Eventually, my own son came up and held my hand, ready to go. The most important thing about this was that it proved to the other parents who might not have known or recognized me that I was, in fact, there to pick up my own child. With my credibility still intact, I distanced myself from the fingers and got out of there while I could.

Once in the car, the worry about how much of a weirdo I looked like subsided and I found myself genuinely excited. Not for the wrong reasons, but because this was proof that these children are obviously better super-hero educated than I gave them credit for. Sure, they knew Spider-Man, Wolverine, Hulk, you know, the easy guys. The surprising thing was that they also knew characters like Falcon and Silver Surfer. I was impressed to say the least. It gave me hope. I suddenly had more faith in the leaders of tomorrow.

I attribute this knowledge to the Super Hero Squad. That is, after all, what the first few kids who saw my shirt shouted out. For any that may not know, the Super Hero Squad started out as small, kid-like Marvel action figures with oversized hands and feet. I used the figures to develop my sons’ interest in Marvel comics when I first discovered them several years ago. They have quite a collection at this point. The figures soon spawned a comic book and now have a television show on Cartoon Network.

There is one small problem. The story line of the characters is a bit off. The Super Hero Squad is a group of good guys, resembling The Avengers, but it’s a hodge-podge collection at best. The backgrounds of each character are barely explained and, when they are, it usually differs from the original comics. I’ve never been a stickler for adherence to original story lines, but the depth of the characters really suffers from the kid-friendly adaptation. I suppose, however, that generating interest from new fans is a good start. They can correct the story later on down the road as they grow up.

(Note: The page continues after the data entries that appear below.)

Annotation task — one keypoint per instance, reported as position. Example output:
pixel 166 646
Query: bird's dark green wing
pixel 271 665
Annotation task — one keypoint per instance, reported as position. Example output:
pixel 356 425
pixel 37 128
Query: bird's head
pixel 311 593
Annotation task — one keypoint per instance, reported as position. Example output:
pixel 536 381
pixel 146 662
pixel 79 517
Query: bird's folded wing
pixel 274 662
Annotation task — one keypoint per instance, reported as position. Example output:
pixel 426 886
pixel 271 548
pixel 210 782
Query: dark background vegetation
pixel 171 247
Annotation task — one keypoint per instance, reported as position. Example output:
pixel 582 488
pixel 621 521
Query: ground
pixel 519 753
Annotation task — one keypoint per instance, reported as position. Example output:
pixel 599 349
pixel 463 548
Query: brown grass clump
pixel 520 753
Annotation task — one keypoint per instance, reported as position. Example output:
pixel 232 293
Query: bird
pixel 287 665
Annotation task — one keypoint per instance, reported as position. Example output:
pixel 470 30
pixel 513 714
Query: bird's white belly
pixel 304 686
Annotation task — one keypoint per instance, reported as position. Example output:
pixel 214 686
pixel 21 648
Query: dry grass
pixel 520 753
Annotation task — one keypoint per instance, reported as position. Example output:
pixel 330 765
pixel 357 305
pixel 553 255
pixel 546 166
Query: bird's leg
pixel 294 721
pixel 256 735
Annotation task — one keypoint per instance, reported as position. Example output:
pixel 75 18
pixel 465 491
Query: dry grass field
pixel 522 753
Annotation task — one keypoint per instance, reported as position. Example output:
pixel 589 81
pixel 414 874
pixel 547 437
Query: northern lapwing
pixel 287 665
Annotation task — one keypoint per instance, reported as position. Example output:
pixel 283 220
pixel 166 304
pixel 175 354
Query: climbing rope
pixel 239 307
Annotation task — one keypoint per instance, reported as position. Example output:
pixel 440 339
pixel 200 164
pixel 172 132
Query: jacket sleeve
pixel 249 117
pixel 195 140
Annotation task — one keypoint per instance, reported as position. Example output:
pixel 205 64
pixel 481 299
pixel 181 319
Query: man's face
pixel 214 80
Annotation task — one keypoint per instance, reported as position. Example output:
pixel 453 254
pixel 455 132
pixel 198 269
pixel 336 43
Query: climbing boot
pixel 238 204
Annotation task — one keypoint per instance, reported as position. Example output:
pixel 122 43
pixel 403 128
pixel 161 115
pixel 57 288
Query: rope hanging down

I feel that’s where my boys come in. They have a responsibility at this point to make sure their peers are being fed accurate information. I have endowed them with the ability to know the true origin of each Marvel hero. I haven’t denied them access to my copy of the Marvel Encyclopedia once. Thus, when a friend of theirs has it wrong, they need to make sure they educate them.

As a wise man once said, “With great power comes great responsibility.”